Some of Australia’s best thinkers are unsure about the positive narrative around Australian housing.

“The Australian housing market does have a tendency to surprise on the upside,” says Shane Oliver, chief economist at AMP Capital. “But I am a bit sceptical.”

He believes bargain hunters and fear of missing out will bring some demand to housing, as will immigration. But given the rate environment, “the capacity to borrow and pay being well down from year-ago levels, and the combination of the fixed mortgage cliff which will see 880,000 mortgages face more than a doubling in their interest bill this year and the increasing risk of recession with much higher unemployment, we continue to see more weakness ahead.”

Boring

None of this suggests a systemic threat to Australian banking. The big four are prudent and well-provisioned.
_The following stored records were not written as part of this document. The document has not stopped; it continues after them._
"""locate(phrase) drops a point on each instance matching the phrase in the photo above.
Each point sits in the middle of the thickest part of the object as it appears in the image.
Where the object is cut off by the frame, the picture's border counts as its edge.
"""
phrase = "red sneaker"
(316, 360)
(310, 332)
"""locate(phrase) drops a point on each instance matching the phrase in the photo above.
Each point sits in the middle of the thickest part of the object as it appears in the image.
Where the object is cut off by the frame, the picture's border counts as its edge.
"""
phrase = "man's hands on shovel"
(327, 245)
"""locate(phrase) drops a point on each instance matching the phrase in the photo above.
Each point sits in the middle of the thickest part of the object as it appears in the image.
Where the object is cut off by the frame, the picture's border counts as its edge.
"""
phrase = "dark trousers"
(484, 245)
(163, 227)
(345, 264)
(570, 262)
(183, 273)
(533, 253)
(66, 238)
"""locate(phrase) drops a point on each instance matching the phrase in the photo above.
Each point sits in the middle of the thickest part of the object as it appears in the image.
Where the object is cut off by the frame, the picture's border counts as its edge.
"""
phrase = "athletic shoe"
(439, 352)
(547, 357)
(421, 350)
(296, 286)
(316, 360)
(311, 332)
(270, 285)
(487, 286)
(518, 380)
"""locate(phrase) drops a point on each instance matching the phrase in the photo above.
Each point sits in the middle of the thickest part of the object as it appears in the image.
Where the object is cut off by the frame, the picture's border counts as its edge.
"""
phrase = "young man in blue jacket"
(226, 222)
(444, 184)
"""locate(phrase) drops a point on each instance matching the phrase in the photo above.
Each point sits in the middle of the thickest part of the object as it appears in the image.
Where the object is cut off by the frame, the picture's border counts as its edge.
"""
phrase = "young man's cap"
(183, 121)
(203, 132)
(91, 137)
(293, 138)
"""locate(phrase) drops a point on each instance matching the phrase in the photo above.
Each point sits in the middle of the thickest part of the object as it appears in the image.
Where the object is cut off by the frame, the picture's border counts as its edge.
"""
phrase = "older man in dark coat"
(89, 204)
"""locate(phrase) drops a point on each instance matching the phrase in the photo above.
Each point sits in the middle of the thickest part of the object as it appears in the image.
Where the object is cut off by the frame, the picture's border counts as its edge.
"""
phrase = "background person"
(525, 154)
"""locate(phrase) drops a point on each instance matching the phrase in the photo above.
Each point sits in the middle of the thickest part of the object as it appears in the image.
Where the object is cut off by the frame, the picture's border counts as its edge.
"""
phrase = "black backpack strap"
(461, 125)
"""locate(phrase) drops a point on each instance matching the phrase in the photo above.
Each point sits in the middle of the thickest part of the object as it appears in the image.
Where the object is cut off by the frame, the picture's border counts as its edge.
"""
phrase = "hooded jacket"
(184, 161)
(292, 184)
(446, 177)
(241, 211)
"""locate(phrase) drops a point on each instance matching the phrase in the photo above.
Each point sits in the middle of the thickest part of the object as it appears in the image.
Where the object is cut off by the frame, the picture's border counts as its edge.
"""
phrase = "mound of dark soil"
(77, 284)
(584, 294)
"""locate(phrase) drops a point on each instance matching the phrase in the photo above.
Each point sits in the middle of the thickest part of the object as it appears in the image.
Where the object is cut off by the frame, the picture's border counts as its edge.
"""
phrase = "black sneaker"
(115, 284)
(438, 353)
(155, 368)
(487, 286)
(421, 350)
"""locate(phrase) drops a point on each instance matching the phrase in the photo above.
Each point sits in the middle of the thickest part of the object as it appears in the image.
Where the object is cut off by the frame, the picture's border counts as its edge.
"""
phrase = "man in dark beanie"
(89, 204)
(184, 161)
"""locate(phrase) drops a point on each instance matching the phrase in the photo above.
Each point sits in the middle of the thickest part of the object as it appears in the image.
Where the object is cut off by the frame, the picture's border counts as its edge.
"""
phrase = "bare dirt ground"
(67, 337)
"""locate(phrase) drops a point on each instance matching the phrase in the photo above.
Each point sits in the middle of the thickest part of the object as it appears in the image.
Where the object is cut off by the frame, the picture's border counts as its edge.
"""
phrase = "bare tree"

Lenders mortgage insurance, protecting the lender, is quite common for those struggling to scrabble together a 20% deposit, and mortgage protection insurance is also widespread but by no means universal for borrowers.

But analysts expect the earnings metrics across the big four to weaken progressively for years from here, as higher funding costs and competition for loans further squeeze net interest margins.

It is reasonable to ask if the deliberately boring approach of Australian banking, in which international expansion and daring new ideas are eschewed in the face of dull and reliable mortgages, is fit for purpose in a changing environment.